All this is driven by corporate funds, sovereign funds and even VC funds with capital pools of tens of billions of dollars dwarfing any of the dollars in the first Dot Com bubble – and all looking for the next Tesla, Uber, Airbnb, or Alibaba. What matters to investors now is to drive startup valuations into unicorn territory (valued at $1 billion or more) via rapid growth – usually users, revenue, engagements but almost never profits. As valuations have long passed the peak of the 2000 Internet bubble, VC’s and founders who previously had to wait until they sold their company or took it public to make money no longer have to wait. They can now sell part of their investment when they raise the next round. And if the company does go public, the valuations are at least 10x of the last bubble.

With capital chasing the best deals, and hundreds of millions of dollars pouring into some startups, most funds now scoff at the idea of Lean. Rather than the “first mover advantage” of the last bubble, today’s theory is that “massive capital infusion owns the entire market.” And Lean for startups seems like some quaint notion of a bygone era.

And that explains why investors are willing to bet on someone with a successful track record like Katzenberg who has a vision of disrupting an entire industry.
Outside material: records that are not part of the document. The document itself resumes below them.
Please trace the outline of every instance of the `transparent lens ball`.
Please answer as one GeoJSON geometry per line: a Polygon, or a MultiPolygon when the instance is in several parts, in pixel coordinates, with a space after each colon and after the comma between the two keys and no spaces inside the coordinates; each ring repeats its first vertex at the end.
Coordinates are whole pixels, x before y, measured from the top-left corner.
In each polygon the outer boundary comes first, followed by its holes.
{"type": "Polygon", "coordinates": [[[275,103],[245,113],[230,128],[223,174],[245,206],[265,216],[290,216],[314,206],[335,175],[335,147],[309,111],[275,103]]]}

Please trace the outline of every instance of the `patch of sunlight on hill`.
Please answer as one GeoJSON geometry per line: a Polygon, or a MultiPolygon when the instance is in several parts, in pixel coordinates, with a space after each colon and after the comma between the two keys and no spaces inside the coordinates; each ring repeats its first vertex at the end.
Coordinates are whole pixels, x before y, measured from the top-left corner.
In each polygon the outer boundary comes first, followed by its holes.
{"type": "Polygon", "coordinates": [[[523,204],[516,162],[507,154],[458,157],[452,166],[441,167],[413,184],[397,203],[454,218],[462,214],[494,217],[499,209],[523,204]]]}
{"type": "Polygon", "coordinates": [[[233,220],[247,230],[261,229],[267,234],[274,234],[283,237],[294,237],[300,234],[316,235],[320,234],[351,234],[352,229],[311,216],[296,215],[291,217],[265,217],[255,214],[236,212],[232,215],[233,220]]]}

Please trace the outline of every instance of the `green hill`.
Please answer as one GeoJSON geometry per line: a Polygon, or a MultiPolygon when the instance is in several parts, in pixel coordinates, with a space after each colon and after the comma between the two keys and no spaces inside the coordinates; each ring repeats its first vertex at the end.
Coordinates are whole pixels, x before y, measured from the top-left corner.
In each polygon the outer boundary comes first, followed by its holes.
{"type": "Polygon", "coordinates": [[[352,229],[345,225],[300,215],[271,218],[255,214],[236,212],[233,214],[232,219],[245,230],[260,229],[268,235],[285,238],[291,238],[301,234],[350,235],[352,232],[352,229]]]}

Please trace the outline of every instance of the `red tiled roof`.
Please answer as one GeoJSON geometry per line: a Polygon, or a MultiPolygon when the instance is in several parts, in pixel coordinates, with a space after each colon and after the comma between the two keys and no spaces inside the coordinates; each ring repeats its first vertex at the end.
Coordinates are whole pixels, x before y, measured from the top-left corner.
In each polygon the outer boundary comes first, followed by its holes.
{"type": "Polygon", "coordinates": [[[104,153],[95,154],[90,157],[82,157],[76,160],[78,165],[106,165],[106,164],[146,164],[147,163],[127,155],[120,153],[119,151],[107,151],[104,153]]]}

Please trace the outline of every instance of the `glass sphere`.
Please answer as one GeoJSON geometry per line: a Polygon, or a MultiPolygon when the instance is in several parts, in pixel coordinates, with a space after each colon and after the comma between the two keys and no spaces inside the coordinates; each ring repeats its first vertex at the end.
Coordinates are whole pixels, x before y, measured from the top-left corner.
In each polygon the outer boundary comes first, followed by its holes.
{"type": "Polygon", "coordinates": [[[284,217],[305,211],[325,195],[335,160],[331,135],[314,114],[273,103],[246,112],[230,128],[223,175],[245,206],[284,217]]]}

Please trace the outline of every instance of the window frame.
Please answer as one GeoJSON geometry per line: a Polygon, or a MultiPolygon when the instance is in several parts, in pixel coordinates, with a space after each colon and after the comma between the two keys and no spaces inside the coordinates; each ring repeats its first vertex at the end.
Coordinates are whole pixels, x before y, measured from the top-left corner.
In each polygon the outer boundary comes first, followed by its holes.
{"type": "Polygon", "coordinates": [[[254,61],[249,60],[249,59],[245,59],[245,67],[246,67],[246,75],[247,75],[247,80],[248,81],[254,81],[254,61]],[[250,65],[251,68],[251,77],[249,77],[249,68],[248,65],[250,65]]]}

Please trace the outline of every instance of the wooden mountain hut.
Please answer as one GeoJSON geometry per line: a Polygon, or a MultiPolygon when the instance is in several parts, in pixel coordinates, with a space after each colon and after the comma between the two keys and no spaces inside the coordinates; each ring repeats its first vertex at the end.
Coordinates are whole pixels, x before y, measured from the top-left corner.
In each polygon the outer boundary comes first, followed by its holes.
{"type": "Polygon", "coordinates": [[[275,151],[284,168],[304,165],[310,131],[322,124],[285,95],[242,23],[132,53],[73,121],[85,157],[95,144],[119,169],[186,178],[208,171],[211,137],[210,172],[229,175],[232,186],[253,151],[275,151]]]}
In short, Lean was an answer to a specific startup problem at a specific time, one that most entrepreneurs still face and which ebbs and flows depending on capital markets. It’s a response to scarce capital, and when that constraint is loosened, it’s worth considering whether other approaches are superior. With enough cash in the bank, Katzenberg can afford to create content, sign distribution deals, and see if consumers watch. If not, he still has the option to pivot. And if he’s right, the payoff will be huge.

One More Thing…
Well-funded startups often have more capital for R&D than the incumbent companies they’re disrupting. Companies struggle to compete while reconfiguring legacy distribution channels, pricing models and supply chains. And government agencies find themselves being disrupted by adversaries unencumbered by legacy systems, policies and history.  Both companies and government agencies struggle with how to deliver innovation at speed. Ironically, for this new audience that makes the next generation of Lean – the Innovation Pipeline – more relevant than ever.

Lessons Learned:

  • When capital for startups is readily available at scale, it makes more sense to go big, fast and make mistakes than it does to search for product/market fit.
  • The amount of customer discovery and product-market fit you need to do is inversely proportional to the amount and availability of risk capital.
  • Still, unless your startup has access to large pools of capital or have a brand name like Katzenberg, Lean still makes sense.
  • Lean is now essential for companies and government agencies to deliver innovation at speed
  • The Lean Startup isn’t dead. For companies and government the next generation of Lean – the Innovation Pipeline – is more relevant than ever.